Remove nn.Identity modules from the graph.

nn.Identity is a no-op module that passes its input through unchanged. These operations can be safely removed from the graph without affecting model behavior. This simplifies the graph for downstream optimization and fusion patterns.

graft: type[Module] | tuple[Callable[[TreeMatch], tuple[Module | Node | Callable[[GraphModule, tuple[Node, ...]], list[Node]], ...]], ...] = ()#

The factories to make replacements for each matched tree, if used.

phase: Phase = 'conversion'#

Pipeline phase this pattern belongs to.

tree: tuple[type[Module] | UnionType | Callable[[Node], bool] | Wildcard, ...] | Fork = (<function _is_identity_passthrough>,)#

The pattern topology to match, if using tree-based matching.

class embedl_deploy.tensorrt.patterns.ScaledDotProductAttentionPattern[source]#

Bases: Pattern

Match ScaledDotProductAttention and wrap in a fused module.

graft#

alias of FusedScaledDotProductAttention

phase: Phase = 'fusion'#

Pipeline phase this pattern belongs to.

tree: tuple[type[Module] | UnionType | Callable[[Node], bool] | Wildcard, ...] | Fork = (<class 'embedl_deploy._internal.tensorrt.modules.attention.ScaledDotProductAttention'>,)#

The pattern topology to match, if using tree-based matching.

class embedl_deploy.tensorrt.patterns.StemConvBNActMaxPoolPattern[source]#

Bases: Pattern

Match Conv2d(3in, 7×7) [BatchNorm2d] Activation MaxPool2d.

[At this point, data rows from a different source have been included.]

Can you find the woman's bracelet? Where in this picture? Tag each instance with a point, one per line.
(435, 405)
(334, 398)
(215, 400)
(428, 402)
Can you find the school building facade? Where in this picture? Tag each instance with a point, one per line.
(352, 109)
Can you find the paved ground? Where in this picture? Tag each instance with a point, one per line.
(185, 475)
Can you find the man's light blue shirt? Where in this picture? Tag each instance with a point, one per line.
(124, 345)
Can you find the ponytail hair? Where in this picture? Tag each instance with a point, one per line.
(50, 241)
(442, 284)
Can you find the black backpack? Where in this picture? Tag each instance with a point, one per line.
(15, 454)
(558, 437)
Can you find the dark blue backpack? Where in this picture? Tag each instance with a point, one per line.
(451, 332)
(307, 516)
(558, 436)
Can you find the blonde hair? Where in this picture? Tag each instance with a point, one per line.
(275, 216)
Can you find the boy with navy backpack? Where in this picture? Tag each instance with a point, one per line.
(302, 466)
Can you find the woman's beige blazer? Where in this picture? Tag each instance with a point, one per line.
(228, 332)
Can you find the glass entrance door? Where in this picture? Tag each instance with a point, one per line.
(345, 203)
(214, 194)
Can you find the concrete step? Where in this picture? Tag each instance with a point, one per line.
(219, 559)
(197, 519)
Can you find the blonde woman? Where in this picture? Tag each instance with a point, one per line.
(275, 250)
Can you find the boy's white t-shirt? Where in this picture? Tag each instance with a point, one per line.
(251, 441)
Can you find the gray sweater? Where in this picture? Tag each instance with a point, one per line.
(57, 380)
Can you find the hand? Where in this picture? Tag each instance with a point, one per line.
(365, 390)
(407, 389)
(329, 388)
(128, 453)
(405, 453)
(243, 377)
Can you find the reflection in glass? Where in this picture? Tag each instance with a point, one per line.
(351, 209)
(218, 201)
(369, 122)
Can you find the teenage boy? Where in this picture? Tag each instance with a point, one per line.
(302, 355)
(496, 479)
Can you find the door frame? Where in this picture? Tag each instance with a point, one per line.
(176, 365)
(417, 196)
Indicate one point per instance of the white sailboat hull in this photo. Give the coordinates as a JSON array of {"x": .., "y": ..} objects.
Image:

Captures the common classification-network stem. The convolution is constrained to in_channels == 3, kernel_size == (7, 7) so only the actual stem is matched, not arbitrary Conv→Act→Pool chains. The BatchNorm2d is optional.

graft#

alias of FusedConvBNActMaxPool

phase: Phase = 'fusion'#

Pipeline phase this pattern belongs to.

tree: tuple[type[Module] | UnionType | Callable[[Node], bool] | Wildcard, ...] | Fork = (<function _is_stem_conv>, Wildcard(check=<class 'torch.nn.modules.batchnorm.BatchNorm2d'>, quantifier='?', nodes=()), torch.nn.modules.activation.ReLU | torch.nn.modules.activation.ReLU6 | torch.nn.modules.activation.GELU | torch.nn.modules.activation.SiLU | torch.nn.modules.activation.Mish | torch.nn.modules.activation.Hardswish | torch.nn.modules.activation.Hardsigmoid | torch.nn.modules.activation.LeakyReLU | torch.nn.modules.activation.PReLU | torch.nn.modules.activation.ELU | torch.nn.modules.activation.Sigmoid | torch.nn.modules.activation.Tanh, <class 'torch.nn.modules.pooling.MaxPool2d'>)#

The pattern topology to match, if using tree-based matching.